As the more fit genes survive they end up reproducing more of themselves. So in turn the frequency of surviving gene variants increase in the population. It is a common misconception that evolution favors survival of the fittest. Evolution is about reproducing, passing on copies of genes. The difference between survival and reproduction is seen in something called antagonistic pleiotropy. (Antagonistic pleiotropy is when one gene controls for more than one trait where at least one of these traits is beneficial to the organism’s fitness and at least one is detrimental to the organism’s fitness.)

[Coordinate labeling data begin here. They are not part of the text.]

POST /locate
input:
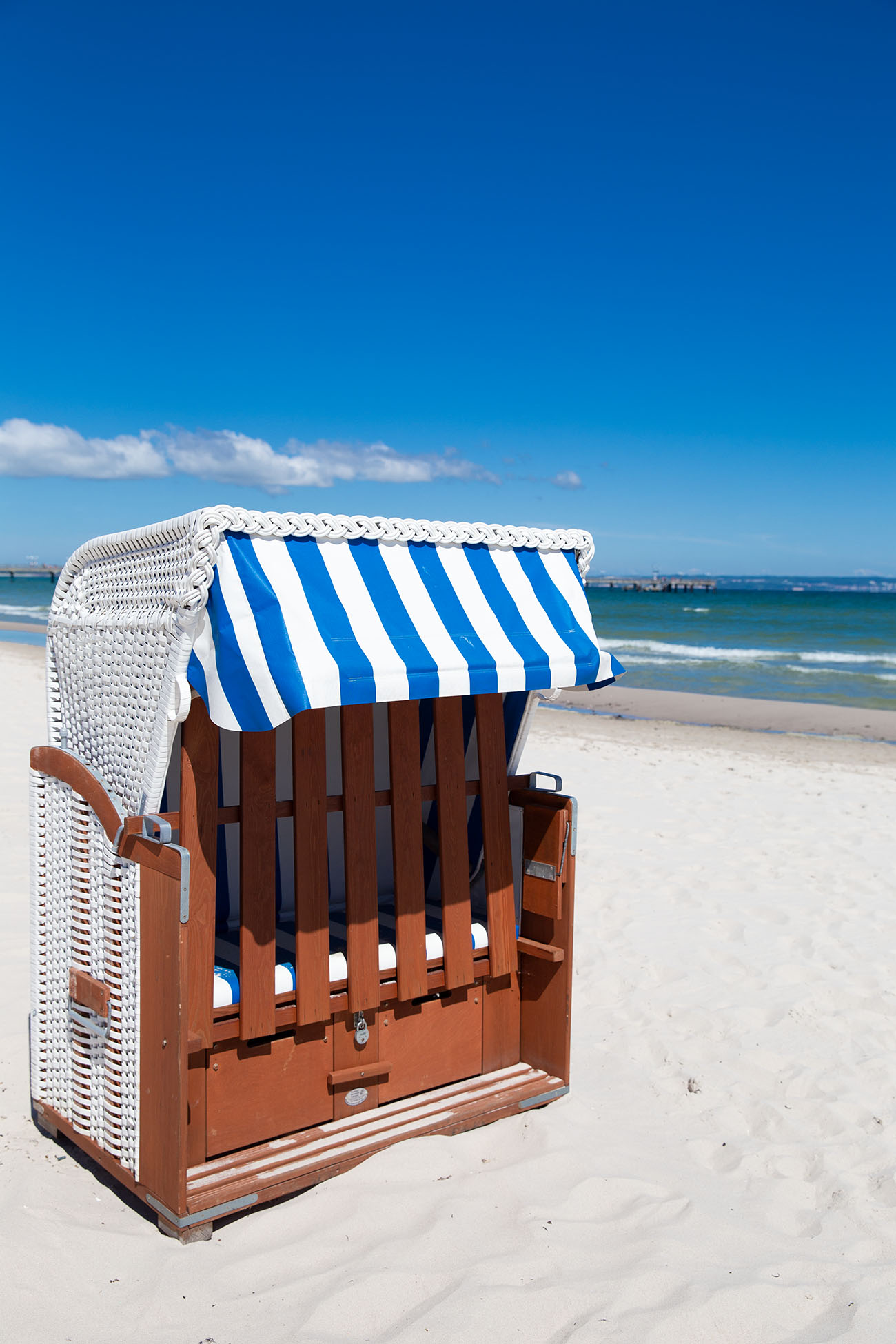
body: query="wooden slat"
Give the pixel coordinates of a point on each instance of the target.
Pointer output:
(546, 987)
(257, 885)
(163, 1041)
(272, 1170)
(542, 950)
(496, 833)
(309, 833)
(199, 835)
(359, 822)
(454, 863)
(89, 992)
(382, 799)
(407, 847)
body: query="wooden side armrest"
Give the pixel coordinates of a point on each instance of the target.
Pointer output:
(65, 765)
(89, 992)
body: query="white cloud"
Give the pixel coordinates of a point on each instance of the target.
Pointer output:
(27, 449)
(567, 480)
(222, 456)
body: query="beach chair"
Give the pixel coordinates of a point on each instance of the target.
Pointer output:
(292, 899)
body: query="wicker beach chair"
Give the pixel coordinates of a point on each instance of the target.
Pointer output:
(290, 898)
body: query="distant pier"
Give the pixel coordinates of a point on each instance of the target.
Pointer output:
(30, 571)
(653, 585)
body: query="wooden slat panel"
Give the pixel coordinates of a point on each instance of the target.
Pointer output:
(454, 863)
(258, 1092)
(309, 831)
(500, 1021)
(407, 847)
(196, 1070)
(163, 1041)
(544, 833)
(383, 799)
(199, 835)
(257, 885)
(546, 987)
(496, 833)
(359, 823)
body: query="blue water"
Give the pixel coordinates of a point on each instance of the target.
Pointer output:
(831, 640)
(822, 640)
(26, 600)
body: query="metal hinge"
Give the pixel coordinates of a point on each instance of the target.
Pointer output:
(549, 871)
(89, 1021)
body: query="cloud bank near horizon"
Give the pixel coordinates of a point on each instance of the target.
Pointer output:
(225, 456)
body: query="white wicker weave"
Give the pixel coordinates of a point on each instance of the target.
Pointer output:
(120, 635)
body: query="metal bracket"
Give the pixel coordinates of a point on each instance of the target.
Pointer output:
(532, 868)
(158, 824)
(184, 881)
(89, 1021)
(207, 1214)
(163, 827)
(547, 871)
(543, 1099)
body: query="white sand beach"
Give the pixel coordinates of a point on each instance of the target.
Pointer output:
(722, 1171)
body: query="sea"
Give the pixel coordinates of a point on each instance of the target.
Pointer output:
(829, 640)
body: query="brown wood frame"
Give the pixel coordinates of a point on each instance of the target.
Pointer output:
(525, 1014)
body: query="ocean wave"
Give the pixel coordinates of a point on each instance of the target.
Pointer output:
(805, 671)
(822, 656)
(23, 612)
(713, 653)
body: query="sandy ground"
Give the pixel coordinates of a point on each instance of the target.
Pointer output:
(722, 1171)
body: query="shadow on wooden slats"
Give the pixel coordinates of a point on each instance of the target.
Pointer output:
(454, 864)
(309, 830)
(257, 885)
(362, 918)
(199, 835)
(407, 847)
(496, 833)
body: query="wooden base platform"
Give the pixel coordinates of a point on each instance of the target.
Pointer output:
(300, 1160)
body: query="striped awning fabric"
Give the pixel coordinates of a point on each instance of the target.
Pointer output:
(300, 622)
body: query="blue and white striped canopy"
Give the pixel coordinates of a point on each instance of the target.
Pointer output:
(303, 622)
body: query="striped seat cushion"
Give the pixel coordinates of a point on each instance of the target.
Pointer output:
(227, 950)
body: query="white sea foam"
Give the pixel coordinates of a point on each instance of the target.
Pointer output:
(710, 653)
(805, 671)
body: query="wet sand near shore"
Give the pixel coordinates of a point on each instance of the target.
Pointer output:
(730, 711)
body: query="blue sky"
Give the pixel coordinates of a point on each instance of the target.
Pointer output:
(627, 268)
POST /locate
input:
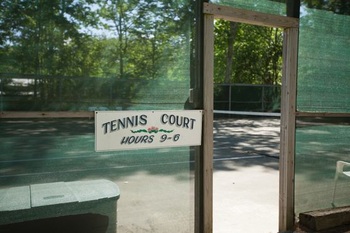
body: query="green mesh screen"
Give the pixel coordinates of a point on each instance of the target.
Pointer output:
(320, 144)
(324, 58)
(264, 6)
(82, 56)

Two examples of this are primates and salmon. Primates prostates have high metabolic rates, enhancing sperm motility… this is great for fertility and reproducing but not great for the primate because it enhances the chances of prostate cancer. Salmon travel to their spawning grounds to copy their genetics then literally die. If evolution was about survival rather than producing copies of genes we wouldn’t have antagonistic pleiotropy. People wouldn’t be reproducing as often as they do because it would be easier to survive feeding and protecting less. Another misconception is that the current surviving life on this planet is somehow more evolved or fit than the extinct ancestors.
Everything adapts to what’s around it, everything adapts to what the environment is now. Everything that is extinct was well adapted to the environment, it was the changes to that environment that ended them. Finally, it is a common misconception that evolution directly selects for greater complexity. This is not always the case. A bacterial plague isn’t complex and in our history it has wiped out entire cultures. Many people believe that evolution is just a theory. However, we see it in bacterias becoming resistant to antibiotics, insects with short generation times splitting into two. We see it in our genetic similarities…like sharing 98% of our genes with apes, 96% with monkeys, 75% with dogs, 20% with the common fruit fly. These numbers showing us that our more common ancestor is with apes, then monkeys, then dogs, then fruit flies, etc… all the way down to bacteria by thermal vents.